473,804 Members | 2,314 Online
Bytes | Software Development & Data Engineering Community
+ Post

Home Posts Topics Members FAQ

newby question: Splitting a string - separator

Hi all,

i am having a textfile which contains a single string with names.
I want to split this string into its records an put them into a list.
In "normal" cases i would do something like:
#!/usr/bin/python
inp = open("file")
data = inp.read()
names = data.split()
inp.close()


The problem is, that the names contain spaces an the records are also
just seprarated by spaces. The only thing i can rely on, ist that the
recordseparator is always more than a single whitespace.

I thought of something like defining the separator for split() by using
a regex for "more than one whitespace". RegEx for whitespace is \s, but
what would i use for "more than one"? \s+?

TIA,
Tom
Dec 8 '05
13 1458
On Fri, 09 Dec 2005 18:02:02 -0800, James Stroud wrote:
Thomas Liesner wrote:
Hi all,

i am having a textfile which contains a single string with names.
I want to split this string into its records an put them into a list.
In "normal" cases i would do something like:

#!/usr/bin/python
inp = open("file")
data = inp.read()
names = data.split()
inp.close( )

The problem is, that the names contain spaces an the records are also
just seprarated by spaces. The only thing i can rely on, ist that the
recordseparator is always more than a single whitespace.
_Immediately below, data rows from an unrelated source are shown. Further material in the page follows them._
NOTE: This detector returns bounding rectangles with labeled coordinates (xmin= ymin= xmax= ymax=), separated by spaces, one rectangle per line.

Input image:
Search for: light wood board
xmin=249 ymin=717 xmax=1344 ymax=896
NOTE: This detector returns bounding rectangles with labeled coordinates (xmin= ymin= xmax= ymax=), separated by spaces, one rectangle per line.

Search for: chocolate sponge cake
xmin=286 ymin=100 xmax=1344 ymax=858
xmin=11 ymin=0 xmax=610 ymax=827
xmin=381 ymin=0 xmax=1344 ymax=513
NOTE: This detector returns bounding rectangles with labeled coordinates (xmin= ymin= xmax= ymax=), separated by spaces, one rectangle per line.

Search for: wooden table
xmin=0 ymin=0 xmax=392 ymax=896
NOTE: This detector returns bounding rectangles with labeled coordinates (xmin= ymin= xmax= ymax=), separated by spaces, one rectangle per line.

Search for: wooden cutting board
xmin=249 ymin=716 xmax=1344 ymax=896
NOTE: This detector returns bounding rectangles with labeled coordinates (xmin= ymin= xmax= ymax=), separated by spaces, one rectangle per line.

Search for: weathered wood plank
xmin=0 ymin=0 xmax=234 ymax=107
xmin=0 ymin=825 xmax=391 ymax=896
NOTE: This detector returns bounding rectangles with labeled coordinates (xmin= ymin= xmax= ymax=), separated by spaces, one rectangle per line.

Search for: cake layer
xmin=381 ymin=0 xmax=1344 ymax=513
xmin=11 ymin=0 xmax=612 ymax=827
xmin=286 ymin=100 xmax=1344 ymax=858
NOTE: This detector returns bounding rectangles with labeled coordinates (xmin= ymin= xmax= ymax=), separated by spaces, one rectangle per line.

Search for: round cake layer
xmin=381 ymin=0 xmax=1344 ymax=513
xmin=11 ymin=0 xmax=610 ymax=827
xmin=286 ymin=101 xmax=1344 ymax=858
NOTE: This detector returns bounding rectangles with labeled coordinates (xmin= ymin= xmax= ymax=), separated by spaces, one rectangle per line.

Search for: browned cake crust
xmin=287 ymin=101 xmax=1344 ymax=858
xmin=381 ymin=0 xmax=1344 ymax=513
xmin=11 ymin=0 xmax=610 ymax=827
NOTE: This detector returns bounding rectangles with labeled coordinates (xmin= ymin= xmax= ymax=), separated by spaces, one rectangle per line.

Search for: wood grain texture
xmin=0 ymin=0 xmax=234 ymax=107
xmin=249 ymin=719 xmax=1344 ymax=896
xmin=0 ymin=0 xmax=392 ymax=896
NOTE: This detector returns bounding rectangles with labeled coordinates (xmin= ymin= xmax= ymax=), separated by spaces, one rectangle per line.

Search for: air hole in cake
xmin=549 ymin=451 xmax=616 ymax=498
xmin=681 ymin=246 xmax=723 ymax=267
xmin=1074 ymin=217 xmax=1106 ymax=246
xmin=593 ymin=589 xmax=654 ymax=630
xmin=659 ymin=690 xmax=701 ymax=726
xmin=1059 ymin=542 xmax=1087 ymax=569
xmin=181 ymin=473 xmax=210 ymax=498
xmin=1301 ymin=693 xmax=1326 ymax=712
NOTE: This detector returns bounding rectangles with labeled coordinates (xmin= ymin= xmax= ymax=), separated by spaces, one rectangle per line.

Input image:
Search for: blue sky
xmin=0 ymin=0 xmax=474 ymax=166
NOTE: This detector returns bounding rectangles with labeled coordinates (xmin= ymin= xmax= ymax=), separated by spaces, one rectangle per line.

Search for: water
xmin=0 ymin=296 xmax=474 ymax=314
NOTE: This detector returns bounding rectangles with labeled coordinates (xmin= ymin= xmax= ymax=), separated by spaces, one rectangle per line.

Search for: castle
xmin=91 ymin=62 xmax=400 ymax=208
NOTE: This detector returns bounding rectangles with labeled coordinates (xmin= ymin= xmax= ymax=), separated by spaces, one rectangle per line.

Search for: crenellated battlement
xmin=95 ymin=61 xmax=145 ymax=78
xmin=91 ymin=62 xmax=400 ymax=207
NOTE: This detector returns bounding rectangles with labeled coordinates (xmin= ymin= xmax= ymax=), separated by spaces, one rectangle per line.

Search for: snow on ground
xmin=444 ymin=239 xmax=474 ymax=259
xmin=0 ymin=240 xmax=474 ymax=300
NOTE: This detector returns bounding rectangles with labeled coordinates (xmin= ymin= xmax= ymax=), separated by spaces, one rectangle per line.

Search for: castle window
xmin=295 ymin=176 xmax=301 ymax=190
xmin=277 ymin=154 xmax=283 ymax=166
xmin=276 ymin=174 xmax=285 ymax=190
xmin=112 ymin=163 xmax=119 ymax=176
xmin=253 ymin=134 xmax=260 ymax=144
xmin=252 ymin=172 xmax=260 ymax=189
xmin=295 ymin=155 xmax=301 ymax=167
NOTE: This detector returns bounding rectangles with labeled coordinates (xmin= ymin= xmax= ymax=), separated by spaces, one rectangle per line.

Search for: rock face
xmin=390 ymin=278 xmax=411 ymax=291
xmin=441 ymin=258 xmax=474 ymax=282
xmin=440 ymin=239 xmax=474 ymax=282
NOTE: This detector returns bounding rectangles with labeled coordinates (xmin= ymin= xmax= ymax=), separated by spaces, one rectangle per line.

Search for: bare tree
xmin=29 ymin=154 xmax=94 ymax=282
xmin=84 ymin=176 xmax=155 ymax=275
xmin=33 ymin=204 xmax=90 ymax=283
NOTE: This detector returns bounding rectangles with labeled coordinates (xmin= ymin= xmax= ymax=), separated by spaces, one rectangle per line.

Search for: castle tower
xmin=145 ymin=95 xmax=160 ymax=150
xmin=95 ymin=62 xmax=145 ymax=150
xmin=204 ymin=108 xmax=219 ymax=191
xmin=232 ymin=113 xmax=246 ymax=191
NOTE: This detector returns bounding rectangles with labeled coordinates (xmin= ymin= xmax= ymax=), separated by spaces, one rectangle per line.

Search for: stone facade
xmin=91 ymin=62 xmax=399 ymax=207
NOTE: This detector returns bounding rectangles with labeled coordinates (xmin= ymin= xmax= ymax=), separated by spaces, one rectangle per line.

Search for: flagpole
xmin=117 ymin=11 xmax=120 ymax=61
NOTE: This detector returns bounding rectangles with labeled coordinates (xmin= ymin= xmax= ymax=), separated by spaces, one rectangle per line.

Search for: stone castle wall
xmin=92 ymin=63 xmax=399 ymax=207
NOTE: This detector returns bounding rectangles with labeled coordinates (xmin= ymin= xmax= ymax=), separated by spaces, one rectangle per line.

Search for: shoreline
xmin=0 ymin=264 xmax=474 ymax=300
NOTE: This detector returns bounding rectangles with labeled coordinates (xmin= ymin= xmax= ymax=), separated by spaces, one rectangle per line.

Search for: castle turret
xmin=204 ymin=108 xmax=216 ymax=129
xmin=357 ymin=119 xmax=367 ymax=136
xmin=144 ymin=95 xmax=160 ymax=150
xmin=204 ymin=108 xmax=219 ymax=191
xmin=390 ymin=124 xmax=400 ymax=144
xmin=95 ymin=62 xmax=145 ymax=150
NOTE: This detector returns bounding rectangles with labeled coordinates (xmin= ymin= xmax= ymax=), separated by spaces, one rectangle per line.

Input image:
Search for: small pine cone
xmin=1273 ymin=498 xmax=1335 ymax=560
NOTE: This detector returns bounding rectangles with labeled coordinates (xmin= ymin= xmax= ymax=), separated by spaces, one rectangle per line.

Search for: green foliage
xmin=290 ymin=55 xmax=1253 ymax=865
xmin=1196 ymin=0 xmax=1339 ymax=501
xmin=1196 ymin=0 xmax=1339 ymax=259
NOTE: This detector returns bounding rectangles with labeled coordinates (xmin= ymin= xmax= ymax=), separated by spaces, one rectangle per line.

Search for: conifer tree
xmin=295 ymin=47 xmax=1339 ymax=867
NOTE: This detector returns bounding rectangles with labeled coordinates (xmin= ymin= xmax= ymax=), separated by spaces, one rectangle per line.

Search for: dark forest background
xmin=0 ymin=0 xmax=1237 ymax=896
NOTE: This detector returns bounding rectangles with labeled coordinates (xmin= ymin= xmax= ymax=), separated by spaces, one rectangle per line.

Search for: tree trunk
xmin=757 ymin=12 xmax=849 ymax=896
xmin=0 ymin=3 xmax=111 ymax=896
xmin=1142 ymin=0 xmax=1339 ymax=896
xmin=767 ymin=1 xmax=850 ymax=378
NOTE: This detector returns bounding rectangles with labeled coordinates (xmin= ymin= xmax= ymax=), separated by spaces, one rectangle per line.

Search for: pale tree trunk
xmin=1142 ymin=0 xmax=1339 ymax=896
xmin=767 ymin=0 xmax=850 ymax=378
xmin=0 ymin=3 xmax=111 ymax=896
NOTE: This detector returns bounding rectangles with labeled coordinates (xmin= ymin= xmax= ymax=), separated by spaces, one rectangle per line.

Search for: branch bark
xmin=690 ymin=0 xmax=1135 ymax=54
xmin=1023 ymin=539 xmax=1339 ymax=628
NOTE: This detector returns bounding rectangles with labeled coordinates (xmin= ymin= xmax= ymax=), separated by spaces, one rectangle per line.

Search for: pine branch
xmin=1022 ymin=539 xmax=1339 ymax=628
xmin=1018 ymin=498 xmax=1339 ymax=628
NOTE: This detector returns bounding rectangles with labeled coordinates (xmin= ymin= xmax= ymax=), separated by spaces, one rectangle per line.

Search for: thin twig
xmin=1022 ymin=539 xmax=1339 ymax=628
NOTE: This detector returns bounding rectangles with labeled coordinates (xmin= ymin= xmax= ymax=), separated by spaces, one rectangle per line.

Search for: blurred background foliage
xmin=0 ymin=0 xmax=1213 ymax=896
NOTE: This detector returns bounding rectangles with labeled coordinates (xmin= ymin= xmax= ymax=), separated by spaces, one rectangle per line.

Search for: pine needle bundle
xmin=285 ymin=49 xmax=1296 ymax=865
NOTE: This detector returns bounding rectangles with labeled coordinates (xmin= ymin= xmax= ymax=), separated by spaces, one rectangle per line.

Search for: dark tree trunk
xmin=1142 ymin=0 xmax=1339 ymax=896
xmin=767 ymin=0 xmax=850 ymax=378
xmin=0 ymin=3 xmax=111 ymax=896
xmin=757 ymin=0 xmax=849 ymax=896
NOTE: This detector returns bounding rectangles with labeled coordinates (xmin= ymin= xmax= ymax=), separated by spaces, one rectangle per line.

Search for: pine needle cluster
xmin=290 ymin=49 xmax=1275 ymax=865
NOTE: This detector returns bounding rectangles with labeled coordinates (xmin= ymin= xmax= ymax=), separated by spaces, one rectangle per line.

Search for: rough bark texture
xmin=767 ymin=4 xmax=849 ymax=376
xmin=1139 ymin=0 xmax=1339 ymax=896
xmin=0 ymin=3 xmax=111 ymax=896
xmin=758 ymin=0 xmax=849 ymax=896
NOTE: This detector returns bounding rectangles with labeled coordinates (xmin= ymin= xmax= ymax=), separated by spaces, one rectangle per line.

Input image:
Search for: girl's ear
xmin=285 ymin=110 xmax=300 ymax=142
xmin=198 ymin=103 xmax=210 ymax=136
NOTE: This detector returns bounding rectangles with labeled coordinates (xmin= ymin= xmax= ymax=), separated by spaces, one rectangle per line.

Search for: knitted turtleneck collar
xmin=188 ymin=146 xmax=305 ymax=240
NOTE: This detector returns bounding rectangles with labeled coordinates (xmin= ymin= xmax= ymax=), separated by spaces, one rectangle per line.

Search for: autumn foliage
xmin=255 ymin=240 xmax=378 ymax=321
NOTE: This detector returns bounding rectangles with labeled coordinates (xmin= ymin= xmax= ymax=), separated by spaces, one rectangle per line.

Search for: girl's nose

I thought of something like defining the separator for split() by using
a regex for "more than one whitespace". RegEx for whitespace is \s, but
what would i use for "more than one"? \s+?

TIA,
Tom


The one I like best goes like this:

py> data = "Guido van Rossum Tim Peters Thomas Liesner"
py> names = [n for n in data.split() if n]
py> names
['Guido', 'van', 'Rossum', 'Tim', 'Peters', 'Thomas', 'Liesner']

I think it is theoretically faster (and more pythonic) than using regexes.

Yes, but the correct result would be:

['Guido van Rossum', 'Tim Peters', 'Thomas Liesner']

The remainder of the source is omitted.